Auntie’s Favorite Nepphie caught the eyes of his family members, grinned, and then tried to stop grinning. His chorus teacher signaled to the first child. Every song had a reading, an introduction, and at least one soloist. The first song was “Jingle Jive,” and the children sang a version of the “Christmas” song I hate most. Between “Jingle Jive” and “A Time for Peace” --AFN’s solo-- were six other songs, most written by someone named Jennings. At $40 a “kit,” Jennings makes me consider writing children’s music instead of children’s stories. Doesn’t seem that difficult: the lyrics to “Hannukah, Hannukah” were mostly “Hannukah, Hannukah, Hannukah, Hannukah. . . .” The lyrics to “Oh, Kwanzaa” were “Oh, Kwanzaa, Kwanzaa, Kwanzaa. . . .”
Y’all think I’m kidding.
My sister began to get nervous.
“Is he nervous?” I asked.
“He said he wasn’t,” my sister said. “I hope he’s not hoarse by the time his solo comes up. Look at him. He looks like singing hurts. Pray for him.”
“Already did. He’ll be fine.”
The reading ran the gamut from quite lovely to utilitarian, as did the solos. But the Hannukah song had a dance (with four embarrassed dancers)! “Whacky Old St. Nick” (yes, arr. also by Jennings) had ten boomwhackers! Throughout the program, I wondered (at least once aloud) how the chorus teacher had gotten this kind of more or less enthusiastic participation. Bribes? Threats? This was becoming quite an exhilarating evening. (The video upon which my brother-in-law was immortalizing this milestone would be filled with the sound of his chuckles.) Finally, it was time for “A Time for Peace.” Three children had solos, and Nepphie’s was first. His voice sounded a little strained, but he was right on key and sounded. . . .sweet. It was a sweet song. My sister and I looked at each other when it was over, smiling.
“He did good,” I said.
“Yes!” We turned away and wiped tears.
“Are you crying?” Goobs, on the other side of me, asked incredulously.

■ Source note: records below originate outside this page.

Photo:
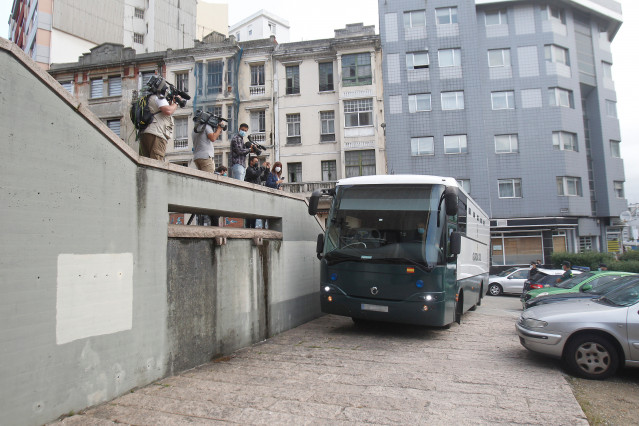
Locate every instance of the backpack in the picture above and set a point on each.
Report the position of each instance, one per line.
(141, 114)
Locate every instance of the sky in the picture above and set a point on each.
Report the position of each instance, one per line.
(316, 20)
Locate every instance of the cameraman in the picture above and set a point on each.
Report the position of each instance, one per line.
(154, 138)
(203, 138)
(239, 153)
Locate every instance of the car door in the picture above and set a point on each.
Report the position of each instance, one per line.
(633, 331)
(515, 281)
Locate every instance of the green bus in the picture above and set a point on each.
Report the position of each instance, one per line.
(407, 249)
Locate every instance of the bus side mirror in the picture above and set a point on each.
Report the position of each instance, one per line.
(455, 243)
(320, 246)
(450, 196)
(312, 203)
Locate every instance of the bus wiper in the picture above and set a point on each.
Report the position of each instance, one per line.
(425, 268)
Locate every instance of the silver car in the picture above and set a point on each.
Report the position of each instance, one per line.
(593, 338)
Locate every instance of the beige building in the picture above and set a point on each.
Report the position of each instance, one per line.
(329, 111)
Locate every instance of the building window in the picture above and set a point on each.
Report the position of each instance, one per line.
(214, 72)
(615, 149)
(499, 58)
(358, 113)
(564, 141)
(257, 75)
(67, 85)
(181, 138)
(455, 144)
(419, 102)
(509, 188)
(115, 86)
(182, 81)
(327, 132)
(230, 72)
(294, 172)
(452, 100)
(415, 18)
(258, 122)
(96, 88)
(360, 163)
(569, 186)
(446, 15)
(326, 76)
(619, 192)
(138, 38)
(607, 70)
(611, 108)
(356, 69)
(329, 170)
(293, 134)
(496, 17)
(422, 146)
(554, 12)
(417, 60)
(114, 125)
(449, 58)
(556, 54)
(464, 184)
(503, 100)
(292, 80)
(560, 97)
(506, 144)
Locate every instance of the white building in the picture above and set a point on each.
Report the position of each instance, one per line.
(260, 25)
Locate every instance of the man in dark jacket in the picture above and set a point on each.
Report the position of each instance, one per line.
(253, 172)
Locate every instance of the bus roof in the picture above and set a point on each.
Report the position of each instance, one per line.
(398, 179)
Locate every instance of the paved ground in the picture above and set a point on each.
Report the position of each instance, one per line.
(330, 371)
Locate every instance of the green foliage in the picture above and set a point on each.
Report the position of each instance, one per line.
(590, 259)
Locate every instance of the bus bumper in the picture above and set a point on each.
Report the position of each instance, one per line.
(406, 312)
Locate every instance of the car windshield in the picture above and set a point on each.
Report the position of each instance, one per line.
(570, 283)
(625, 296)
(386, 223)
(506, 272)
(605, 286)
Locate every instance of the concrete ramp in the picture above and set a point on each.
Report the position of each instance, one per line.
(98, 293)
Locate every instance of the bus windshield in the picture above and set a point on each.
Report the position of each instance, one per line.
(386, 223)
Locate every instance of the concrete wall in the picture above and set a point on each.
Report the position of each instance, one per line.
(98, 294)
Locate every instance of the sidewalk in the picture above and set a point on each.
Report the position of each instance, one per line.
(331, 372)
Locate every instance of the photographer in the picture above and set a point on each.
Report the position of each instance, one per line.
(203, 138)
(154, 138)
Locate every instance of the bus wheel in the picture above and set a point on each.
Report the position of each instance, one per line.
(459, 307)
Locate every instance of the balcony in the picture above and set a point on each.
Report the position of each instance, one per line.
(257, 90)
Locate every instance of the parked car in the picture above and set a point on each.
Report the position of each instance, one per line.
(592, 337)
(572, 285)
(592, 290)
(513, 280)
(544, 278)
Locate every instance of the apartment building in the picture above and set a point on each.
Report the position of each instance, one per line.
(514, 99)
(61, 31)
(329, 107)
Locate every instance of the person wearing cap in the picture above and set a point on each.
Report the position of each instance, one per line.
(567, 272)
(533, 270)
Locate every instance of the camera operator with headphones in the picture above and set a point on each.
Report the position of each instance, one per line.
(155, 137)
(203, 138)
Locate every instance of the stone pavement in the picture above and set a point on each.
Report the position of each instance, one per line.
(330, 371)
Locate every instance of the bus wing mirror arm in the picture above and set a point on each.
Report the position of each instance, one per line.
(320, 246)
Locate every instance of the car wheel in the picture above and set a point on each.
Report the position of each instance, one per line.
(494, 289)
(591, 357)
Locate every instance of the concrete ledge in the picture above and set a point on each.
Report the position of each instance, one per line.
(183, 231)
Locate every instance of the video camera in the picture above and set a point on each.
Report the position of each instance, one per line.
(161, 87)
(257, 148)
(204, 118)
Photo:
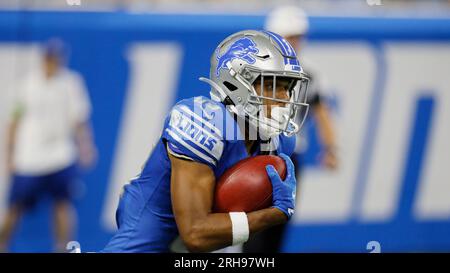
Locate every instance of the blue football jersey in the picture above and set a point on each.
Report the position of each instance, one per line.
(198, 129)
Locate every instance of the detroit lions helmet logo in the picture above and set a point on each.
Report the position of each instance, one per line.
(241, 49)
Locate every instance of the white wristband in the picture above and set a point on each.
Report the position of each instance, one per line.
(240, 228)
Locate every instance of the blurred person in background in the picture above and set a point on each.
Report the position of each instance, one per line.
(49, 134)
(291, 22)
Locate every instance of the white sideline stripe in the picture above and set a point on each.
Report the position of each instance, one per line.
(188, 146)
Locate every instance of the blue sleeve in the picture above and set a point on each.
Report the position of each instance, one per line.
(287, 144)
(190, 134)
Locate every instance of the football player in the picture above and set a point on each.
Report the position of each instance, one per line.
(257, 89)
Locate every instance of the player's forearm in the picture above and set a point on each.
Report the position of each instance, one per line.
(215, 231)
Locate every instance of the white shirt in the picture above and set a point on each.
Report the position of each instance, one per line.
(51, 109)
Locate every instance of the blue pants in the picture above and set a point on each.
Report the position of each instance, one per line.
(60, 185)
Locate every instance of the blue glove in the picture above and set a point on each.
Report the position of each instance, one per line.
(283, 192)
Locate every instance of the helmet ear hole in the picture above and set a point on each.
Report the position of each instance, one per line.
(230, 86)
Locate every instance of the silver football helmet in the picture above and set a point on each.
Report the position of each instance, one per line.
(252, 58)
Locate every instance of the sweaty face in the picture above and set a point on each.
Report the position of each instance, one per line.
(282, 91)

“I always do, at these things.” Goobs turned to her cousin and her sister to spread the incredulity. During the last song, "We Wish You a Swinging Holiday," a song in which the entire chorus had to scat, Nepphie, relieved of his burden, away up on the top row and in the middle, danced a little bit. All by himself.
I dare you to go to a fifth-grade Christmas program and come away without the holiday spirit. I dare you.
Jesus, my brother, a blessing, please, upon elementary school teachers.